Ils veulent une augmentation de leur salaire. « La direction n’aime pas négocier sous la pression. Visiblement, elle nous connaît mal ». C’est avec un petit sourire en coin qu’un salarié de chez Bigard, justifiait sa présence, hier matin, aux portes de la plus grande entreprise de Quimperlé.

Autour de lui, une centaine de camarades, issus de tous les ateliers qui, à l’appel de la CGT, avaient décidé de cesser le travail, à partir de 9 h 30. Et ce, pour peser sur les négociations annuelles obligatoires qui venaient d’ouvrir une demi-heure plus tôt en présence des délégués des entreprises du groupe Bigard : Socopa et Charal.

Discussion suspendue dans la foulée À peine, le rassemblement avait-il commencé que la réunion présidée par Benjamin Castel, le nouveau directeur des ressources humaines, était interrompue.

« La direction ne voulait pas que l’on débraye. En réponse, elle a suspendu les discus- sions » lance le délégué CGT, Michel Le Goff, à ses troupes. Le leader syndical a ensuite fait part des dernières informations en sa possession. « Avec la chute des cours du boeuf qui met en péril la filière même, l’année 2016 a été exceptionnelle pour Bigard. Le groupe s’apprête donc à verser de l’intéressement et de la participation.

Quels seront les montants ? La direction ne peut pas le dire. Elle attend d’avoir tout calculer pour les dévoiler ». 1.950 € bruts par mois Et Michel Le Goff de poursuivre : « L’intéressement et la participation, c’est bien. Mais nous, ce que nous demandons, c’est une augmentation de salaire. Certes, tous les ans, on a un petit coup de pouce. Mais il diminue d’année en année. Face à cela, tous les mois, on doit payer les loyers, les charges, l’entretien de la voiture… Au final, à la fin du mois, il ne nous reste pas grand-chose.

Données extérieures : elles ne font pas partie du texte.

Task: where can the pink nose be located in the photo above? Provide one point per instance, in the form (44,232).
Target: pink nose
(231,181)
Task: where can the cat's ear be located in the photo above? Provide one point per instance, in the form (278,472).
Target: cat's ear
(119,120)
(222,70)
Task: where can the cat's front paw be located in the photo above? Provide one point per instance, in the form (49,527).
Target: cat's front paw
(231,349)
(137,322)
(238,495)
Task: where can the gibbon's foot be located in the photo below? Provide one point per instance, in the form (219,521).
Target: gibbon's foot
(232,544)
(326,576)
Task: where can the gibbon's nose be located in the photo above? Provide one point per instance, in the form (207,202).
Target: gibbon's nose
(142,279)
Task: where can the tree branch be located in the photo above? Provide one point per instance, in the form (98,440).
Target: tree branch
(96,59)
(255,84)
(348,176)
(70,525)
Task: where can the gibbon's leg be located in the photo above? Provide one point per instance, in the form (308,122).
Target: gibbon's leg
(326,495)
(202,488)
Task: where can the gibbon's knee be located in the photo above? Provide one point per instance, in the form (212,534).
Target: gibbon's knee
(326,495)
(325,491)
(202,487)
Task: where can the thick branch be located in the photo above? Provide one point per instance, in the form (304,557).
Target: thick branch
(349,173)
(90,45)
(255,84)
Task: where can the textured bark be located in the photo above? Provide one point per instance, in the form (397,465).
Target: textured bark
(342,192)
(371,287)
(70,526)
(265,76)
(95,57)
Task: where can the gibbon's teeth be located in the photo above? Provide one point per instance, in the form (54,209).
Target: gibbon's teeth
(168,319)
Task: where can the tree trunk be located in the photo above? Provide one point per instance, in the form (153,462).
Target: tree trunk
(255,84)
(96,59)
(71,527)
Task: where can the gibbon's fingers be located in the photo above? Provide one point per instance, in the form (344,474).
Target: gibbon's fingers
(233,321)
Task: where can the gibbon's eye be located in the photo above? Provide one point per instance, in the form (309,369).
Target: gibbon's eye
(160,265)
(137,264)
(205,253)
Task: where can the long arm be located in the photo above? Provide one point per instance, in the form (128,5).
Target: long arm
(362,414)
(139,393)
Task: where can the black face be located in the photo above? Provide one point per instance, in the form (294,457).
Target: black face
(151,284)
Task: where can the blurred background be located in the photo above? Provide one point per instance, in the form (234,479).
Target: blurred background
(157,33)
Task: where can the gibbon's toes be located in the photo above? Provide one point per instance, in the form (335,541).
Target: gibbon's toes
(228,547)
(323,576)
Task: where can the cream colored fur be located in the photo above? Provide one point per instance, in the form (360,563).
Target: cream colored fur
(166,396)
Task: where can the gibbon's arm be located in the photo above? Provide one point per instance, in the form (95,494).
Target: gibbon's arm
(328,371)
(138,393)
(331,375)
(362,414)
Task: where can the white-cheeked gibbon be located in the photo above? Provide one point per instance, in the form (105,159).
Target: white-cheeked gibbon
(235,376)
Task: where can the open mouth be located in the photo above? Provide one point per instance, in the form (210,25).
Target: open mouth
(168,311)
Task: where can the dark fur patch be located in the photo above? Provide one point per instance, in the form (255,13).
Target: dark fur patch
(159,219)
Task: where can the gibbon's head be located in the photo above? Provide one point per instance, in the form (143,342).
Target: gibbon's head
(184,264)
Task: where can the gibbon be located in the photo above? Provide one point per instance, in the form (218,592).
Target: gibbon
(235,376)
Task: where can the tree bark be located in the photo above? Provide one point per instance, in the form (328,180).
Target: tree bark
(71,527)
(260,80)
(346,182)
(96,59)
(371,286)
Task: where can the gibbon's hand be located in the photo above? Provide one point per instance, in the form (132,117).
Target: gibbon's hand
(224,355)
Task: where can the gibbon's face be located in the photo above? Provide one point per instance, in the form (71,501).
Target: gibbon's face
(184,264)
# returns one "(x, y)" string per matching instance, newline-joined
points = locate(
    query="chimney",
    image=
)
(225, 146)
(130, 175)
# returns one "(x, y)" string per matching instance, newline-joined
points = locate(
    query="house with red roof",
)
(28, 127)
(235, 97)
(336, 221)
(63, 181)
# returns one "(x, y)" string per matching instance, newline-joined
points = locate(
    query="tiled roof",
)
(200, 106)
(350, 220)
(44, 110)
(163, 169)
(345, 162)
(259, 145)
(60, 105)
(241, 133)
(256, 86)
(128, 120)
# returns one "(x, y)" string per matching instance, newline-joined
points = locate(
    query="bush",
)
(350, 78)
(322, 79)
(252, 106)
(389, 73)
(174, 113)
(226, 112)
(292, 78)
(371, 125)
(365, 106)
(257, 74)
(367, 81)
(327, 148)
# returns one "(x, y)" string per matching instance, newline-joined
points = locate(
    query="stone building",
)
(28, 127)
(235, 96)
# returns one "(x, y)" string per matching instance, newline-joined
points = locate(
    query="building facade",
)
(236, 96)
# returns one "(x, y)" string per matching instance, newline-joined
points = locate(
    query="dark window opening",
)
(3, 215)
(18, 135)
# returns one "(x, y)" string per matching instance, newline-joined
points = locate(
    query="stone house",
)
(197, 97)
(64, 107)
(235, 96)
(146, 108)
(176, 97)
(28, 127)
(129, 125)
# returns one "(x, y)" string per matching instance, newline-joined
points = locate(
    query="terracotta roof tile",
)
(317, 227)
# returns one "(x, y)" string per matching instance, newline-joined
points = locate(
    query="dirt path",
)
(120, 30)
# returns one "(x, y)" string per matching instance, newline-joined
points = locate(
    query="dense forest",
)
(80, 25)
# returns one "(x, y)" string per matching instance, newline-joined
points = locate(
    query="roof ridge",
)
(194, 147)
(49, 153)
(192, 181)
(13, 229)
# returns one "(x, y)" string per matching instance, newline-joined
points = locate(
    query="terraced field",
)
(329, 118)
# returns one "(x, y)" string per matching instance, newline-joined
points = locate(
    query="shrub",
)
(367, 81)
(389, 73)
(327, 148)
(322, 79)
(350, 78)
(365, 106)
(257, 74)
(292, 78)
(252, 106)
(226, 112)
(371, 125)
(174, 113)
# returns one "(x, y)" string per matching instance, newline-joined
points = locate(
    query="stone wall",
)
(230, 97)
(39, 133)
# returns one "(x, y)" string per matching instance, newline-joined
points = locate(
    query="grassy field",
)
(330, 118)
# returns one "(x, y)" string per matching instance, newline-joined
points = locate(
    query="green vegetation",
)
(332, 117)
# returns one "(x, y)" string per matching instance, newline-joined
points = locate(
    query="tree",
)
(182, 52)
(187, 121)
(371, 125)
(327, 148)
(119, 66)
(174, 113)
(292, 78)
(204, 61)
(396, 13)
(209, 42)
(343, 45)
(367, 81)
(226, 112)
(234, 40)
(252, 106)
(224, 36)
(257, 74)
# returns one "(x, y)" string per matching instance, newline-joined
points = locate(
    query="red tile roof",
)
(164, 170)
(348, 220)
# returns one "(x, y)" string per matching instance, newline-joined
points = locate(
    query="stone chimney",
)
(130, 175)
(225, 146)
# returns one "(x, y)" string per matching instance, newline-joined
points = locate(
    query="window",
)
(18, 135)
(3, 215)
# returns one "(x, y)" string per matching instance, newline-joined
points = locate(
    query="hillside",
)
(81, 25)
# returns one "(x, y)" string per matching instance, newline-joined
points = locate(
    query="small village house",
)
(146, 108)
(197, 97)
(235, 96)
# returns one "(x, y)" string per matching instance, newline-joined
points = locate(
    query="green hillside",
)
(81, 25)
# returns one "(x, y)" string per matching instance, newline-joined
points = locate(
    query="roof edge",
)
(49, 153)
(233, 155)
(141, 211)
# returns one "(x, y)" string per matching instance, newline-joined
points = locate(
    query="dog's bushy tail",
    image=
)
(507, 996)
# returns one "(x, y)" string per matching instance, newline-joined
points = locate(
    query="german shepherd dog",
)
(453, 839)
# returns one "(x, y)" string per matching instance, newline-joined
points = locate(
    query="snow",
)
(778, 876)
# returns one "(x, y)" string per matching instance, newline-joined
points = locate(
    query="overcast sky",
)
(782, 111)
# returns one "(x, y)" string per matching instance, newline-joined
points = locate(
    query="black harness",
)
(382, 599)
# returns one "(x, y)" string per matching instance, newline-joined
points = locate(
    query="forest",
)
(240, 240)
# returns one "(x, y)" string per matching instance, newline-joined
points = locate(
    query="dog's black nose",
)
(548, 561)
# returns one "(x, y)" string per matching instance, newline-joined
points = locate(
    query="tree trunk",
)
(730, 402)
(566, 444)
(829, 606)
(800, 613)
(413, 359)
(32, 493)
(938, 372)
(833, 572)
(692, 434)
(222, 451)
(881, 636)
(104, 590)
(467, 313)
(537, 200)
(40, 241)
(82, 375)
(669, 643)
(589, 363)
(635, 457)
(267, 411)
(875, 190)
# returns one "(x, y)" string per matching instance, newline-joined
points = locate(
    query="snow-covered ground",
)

Ce qu’il faut, c’est au moins, un salaire de base à 1.950 € bruts par mois. Et pour l’instant, on en est loin ». « Le groupe Bigard fait de bons résultats. C’est bien. C’est même très bien. Mais nous, on demande une augmentation de salaire, un vrai coup de pouce. Du concret, quoi ! » ajoutera une salariée. Lors de l’échange, Michel Le Goff a par ailleurs affirmé que le groupe Bigard serait intéressé par le groupe Piffaut (William Saurin, Madrange, Garbit) dont l’unique actionnaire était Monique Piffaut qui est décédée, à la fin de l’année dernière. Ce projet pourrait être une réponse à la baisse en général de la consommation de viande, en France (- 4 %).

Des avancées… Parmi les autres revendications, la CGT place en tête la suppression des trois jours de carence en cas d’arrêt maladie et une augmentation du budget alloué au comité d’entreprise. Le mouvement de grogne s’est arrêté en fin de matinée. Et les négociations ont pu reprendre l’après-midi. À leur issue, la direction a accordé une augmentation de 1,2 % des salaires (0,7 % au 1e r février et 0,5 % au 1e r juillet).

La prime d’habillage est multipliée par deux (30 € au lieu de 15 €). Le travail de nuit va être également réévalué. Et des primes individuelles sur les 12.700 salariés du groupe. Commen- taire de Michel Le Goff : « On est loin du compte. Plus le groupe gagne et moins, nous, on gagne ».